Submit manuscript...
eISSN: 2469-2778

Hematology & Transfusion International Journal

Correspondence:

Received: January 01, 1970 | Published: ,

Citation: DOI:

Download PDF

Abstract

Background: MicroRNAs are recently identified class of small single stranded RNA molecules of 21-23 nucleotides that regulate gene expression at the posttranscriptional level. Chronic lymphocytic leukemia (CLL) is characterized by a typical defect in apoptosis resulting in accumulation of mature resting B cells within the peripheral blood, bone marrow and lymphoid organs. One of the relevant microRNAs to CLL is microRNA-196a2, as its potential targets of action include genes involved in apoptosis regulation. The single nucleotide polymorphism (SNP) in microRNA-196a2 rs11614913 C/T has been implicated as possible biomarker associated with multiple kinds of cancers. While multiple recent studies showed that genetic polymorphisms play an influential role in CLL susceptibility, the role of microRNA-196a2 SNP rs11614913in CLL remains elusive.

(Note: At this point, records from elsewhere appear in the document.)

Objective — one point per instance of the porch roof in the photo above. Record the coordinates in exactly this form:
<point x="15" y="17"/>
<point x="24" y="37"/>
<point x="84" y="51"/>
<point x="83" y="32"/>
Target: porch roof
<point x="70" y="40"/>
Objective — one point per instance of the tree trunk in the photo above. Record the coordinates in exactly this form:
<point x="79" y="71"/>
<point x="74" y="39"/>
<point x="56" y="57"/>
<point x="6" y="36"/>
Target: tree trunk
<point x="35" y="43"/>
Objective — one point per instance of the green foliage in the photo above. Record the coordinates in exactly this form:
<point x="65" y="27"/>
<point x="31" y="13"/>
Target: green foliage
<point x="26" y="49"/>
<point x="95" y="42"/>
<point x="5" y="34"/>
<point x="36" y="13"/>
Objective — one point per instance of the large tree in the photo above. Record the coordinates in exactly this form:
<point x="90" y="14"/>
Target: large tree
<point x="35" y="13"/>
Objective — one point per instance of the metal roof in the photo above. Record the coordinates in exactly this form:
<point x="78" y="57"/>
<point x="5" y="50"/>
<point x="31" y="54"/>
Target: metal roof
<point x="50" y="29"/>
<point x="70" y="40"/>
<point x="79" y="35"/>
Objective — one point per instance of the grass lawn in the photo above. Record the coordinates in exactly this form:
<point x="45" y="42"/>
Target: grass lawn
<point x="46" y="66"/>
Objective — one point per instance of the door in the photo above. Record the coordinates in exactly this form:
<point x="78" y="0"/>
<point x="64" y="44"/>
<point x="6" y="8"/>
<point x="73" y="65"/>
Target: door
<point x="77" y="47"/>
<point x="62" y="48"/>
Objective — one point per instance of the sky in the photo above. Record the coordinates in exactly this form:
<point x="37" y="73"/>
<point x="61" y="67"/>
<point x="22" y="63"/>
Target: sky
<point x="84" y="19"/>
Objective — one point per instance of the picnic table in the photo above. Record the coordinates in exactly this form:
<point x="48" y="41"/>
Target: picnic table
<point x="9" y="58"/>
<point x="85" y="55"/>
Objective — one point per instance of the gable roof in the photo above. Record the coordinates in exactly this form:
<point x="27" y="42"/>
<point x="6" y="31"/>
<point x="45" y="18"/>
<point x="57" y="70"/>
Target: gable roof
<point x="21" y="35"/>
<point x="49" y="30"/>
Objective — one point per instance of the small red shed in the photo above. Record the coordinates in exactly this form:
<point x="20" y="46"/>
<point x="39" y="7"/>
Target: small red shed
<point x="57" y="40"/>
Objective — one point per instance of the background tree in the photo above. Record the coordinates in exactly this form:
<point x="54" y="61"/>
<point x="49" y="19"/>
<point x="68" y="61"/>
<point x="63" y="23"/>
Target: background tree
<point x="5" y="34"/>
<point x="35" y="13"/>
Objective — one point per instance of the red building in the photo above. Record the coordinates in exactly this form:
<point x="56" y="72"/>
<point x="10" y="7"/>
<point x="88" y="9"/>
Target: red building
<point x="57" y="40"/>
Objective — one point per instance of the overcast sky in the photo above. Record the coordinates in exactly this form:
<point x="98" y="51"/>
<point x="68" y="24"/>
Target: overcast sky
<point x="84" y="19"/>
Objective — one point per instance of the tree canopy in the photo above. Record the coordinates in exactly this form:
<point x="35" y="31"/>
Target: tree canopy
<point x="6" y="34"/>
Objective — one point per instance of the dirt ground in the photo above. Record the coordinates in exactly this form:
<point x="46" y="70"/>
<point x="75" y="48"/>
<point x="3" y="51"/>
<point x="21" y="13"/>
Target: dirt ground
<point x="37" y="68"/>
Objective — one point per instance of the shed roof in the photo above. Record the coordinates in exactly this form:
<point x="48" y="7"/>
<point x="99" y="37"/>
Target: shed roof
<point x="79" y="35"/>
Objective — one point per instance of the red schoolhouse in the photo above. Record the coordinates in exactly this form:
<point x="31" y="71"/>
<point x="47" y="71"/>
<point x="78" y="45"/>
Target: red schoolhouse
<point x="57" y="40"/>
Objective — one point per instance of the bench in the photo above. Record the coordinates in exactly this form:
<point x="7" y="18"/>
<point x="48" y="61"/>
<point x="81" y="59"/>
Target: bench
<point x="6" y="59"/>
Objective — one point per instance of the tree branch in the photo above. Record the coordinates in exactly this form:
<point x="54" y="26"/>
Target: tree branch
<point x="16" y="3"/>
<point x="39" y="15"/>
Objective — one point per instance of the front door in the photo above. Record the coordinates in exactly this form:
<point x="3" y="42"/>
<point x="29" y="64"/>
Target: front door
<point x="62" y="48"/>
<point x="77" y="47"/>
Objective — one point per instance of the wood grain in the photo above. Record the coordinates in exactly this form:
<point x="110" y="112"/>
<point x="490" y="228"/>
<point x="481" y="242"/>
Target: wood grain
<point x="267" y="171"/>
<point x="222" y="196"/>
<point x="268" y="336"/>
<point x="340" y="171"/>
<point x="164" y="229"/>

Patients and methods: The present study was conducted on 40 newly diagnosed Egyptian CLL patients and 40 control subjects. Genotyping of microRNA-196a2 SNP rs11614913 was performed by real-time PCR.

Results: The CC genotype was found in 55% of CLL patients versus 12.5% of the controls.On the other handthe TT and TC genotypes were significantly predominant in the control group compared to CLL patients with frequencies of 25% and 62.5% versus 10% and 35% respectively (p<0.001). The C allele carriers were found to have 3.38 fold increased risk for development of CLL (OR=3.38, CI=1.75–6.56) while the T allele seems to be protective against CLL (OR=0.29, CI=0.15–0.57).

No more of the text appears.